With time the day vision begins to deteriorate and cataracts start to develop. These are seen as a white opacity in the centre of the pupil. The cataracts exacerbate the loss of vision because they prevent light passing through the eye to the retina.

Since the vision loss is so gradual, most owners don't notice a problem until the blindness has progressed to a severe end stage.

Treatment of PRA

There is no known treatment for PRA at this time, as there is no known treatment for a similar disease, retinitis pigmentosa, in people. There has, however been recent interest in the use of anti-oxidants, supposedly to slow the rate of retinal degeneration. This interest has been extrapolated from some clinical studies in man which show that humans with age related macular degeneration slow the rate of development of their blindness if started on Lutein, a carotenoid supplement, if recognised in the early stages of the disease. At this time, there are no controlled clinical studies in dogs which show that Lutein slows the rate of degeneration in canine PRA. One of the problems is that canine PRA is often first recognised much later in the course of development of the disease.

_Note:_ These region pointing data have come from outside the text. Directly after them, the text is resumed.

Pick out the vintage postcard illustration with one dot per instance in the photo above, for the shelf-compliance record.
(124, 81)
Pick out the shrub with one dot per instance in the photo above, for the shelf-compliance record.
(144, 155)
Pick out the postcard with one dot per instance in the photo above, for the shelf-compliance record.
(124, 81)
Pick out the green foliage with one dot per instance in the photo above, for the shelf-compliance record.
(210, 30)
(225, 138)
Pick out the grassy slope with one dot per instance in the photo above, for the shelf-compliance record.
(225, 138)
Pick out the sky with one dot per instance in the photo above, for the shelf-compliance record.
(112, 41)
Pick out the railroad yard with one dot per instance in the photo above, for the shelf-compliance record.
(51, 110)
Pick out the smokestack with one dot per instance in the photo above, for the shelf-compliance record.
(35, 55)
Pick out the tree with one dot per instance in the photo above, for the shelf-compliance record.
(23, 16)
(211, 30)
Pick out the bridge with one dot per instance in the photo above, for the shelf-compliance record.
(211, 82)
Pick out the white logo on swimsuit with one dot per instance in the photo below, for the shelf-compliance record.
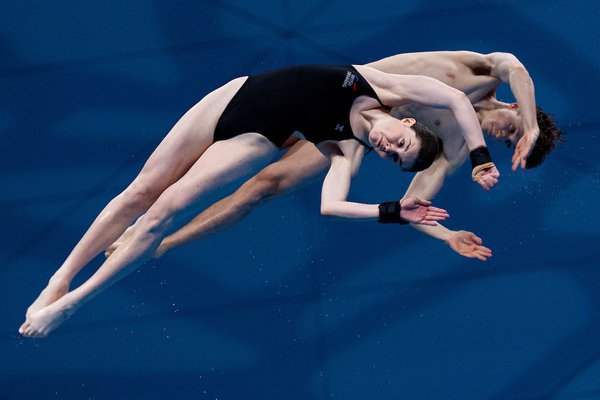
(350, 79)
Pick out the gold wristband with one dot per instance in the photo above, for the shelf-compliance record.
(480, 168)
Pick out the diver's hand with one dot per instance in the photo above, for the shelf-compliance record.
(524, 148)
(468, 245)
(417, 211)
(486, 177)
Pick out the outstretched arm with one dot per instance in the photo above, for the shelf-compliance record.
(335, 193)
(510, 70)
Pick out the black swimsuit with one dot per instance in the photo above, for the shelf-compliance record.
(314, 100)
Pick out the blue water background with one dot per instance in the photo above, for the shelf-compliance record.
(288, 304)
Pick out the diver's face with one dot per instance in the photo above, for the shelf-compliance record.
(395, 140)
(505, 125)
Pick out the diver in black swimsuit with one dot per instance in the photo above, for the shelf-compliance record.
(336, 107)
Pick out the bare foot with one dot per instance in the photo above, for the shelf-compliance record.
(54, 291)
(119, 242)
(44, 321)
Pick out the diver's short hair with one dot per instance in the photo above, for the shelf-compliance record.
(550, 135)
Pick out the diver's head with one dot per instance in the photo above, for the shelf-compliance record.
(507, 125)
(406, 142)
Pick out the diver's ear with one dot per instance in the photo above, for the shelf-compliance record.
(409, 121)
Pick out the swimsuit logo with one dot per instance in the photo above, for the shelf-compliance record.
(350, 80)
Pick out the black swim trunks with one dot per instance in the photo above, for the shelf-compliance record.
(314, 100)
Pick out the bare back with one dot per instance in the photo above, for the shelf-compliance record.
(469, 72)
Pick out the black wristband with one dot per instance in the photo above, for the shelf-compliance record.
(479, 156)
(389, 213)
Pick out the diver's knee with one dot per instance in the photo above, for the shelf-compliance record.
(261, 188)
(139, 195)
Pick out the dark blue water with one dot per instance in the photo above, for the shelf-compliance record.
(287, 304)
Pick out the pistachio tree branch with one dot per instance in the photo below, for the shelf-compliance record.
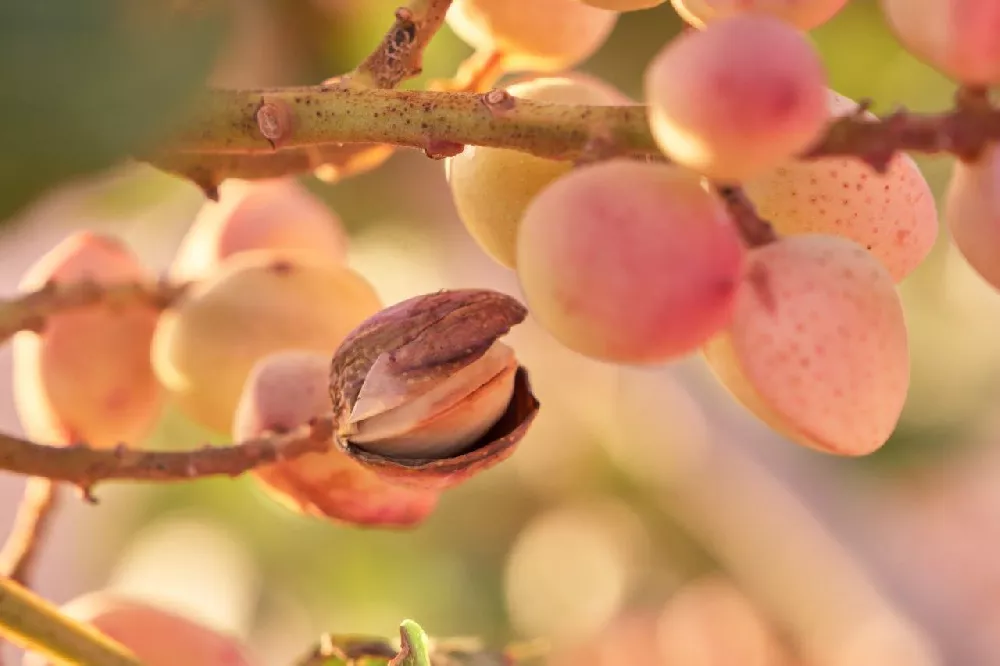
(400, 54)
(227, 122)
(27, 312)
(225, 140)
(32, 623)
(85, 467)
(37, 508)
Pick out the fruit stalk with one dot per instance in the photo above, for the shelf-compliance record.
(400, 54)
(30, 525)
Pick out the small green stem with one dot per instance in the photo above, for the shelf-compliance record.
(34, 624)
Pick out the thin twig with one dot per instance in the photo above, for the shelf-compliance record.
(35, 513)
(28, 311)
(754, 230)
(400, 54)
(36, 625)
(85, 467)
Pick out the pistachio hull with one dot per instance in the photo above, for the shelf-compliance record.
(287, 389)
(86, 375)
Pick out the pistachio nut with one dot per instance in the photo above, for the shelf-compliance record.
(425, 395)
(285, 390)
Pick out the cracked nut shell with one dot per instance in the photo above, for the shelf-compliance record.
(431, 365)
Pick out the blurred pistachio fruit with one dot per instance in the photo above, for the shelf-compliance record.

The cataracts are usually not treated as their removal will not result in an improvement in vision. Eventually the cataracts, visible as white opacities in the centre of each eye, can cause other conditions such as uveitis (inflammation of the iris) and even glaucoma (high pressure in the eye) Usually treatment of the earlier stages of the inflammation with cortisone drops will prevent the development of later glaucoma.

Diagnosis of PRA

At present the only way we can detect the condition at an early stage is by doing an electroretinogram (ERG). The ERG is a test of electrical function within the retina, and is a sensitive indicator of PRA, often revealing abnormal findings long before clinical sign are apparent. The condition is diagnosed in the later stages of development by simply examining the retina to observe the classic signs of degeneration.

Prevention of PRA

Genetics play a vital role in the disease and therefore, individuals related to an affected dog should also be examined for PRA with an eye examination. PRA is generally but not always inherited as an auto somal recessive trait. This means that the condition is passed on from both parents.

Since the mid 1990s DNA blood tests have become available to detect affected dogs and parents who may be genetic carriers of the condition.